Sophie Ellis-Bextor: Wanderlust
Maybe it’s the double-barrelled surname and the posh accent that’s enamoured me. Or the high credit rating.
Whatever it is, this girl oozes upper class. Her new album, Wanderlust, is exactly the sort of money-spinner credit card companies love.
It’s a product guaranteed to bring in the dosh no matter how much substance or depth there is to it.
Now, I don’t mean to do Ms Ellis-Bextor a disservice. I’m sure she’d make a fantastic lover. But here lies the problem: I’m a gay Mercury Music Prize judge.
And, well, I’ve got the same dilemma as Craig Revel Horwood in the last series of Strictly Come Dancing.
No matter how good Sophie looks in a sparkly ballroom gown, I just can’t give her my biggest digit.
You see, ever since Barclaycard began its sponsorship of the Mercury Prize in 2009, it’s been desperate to shed its image as a credit card.

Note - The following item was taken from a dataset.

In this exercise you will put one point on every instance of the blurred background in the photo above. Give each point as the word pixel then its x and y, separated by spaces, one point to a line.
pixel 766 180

It doesn’t want to be associated with spiralling interest repayments and rioting.
The Mercury Music Prize is all about the celebration of fine music, regardless of wealth or commercial success.
Credit ratings and class background are still important, sure, but what’s even more important nowadays is whether you’re going to look at the small print of your PPI.
The problem with Sophie is, I just couldn’t screw her over. She’s too smart and too female. Before the financial crisis, perhaps. But not now.
My lust is wandering elsewhere.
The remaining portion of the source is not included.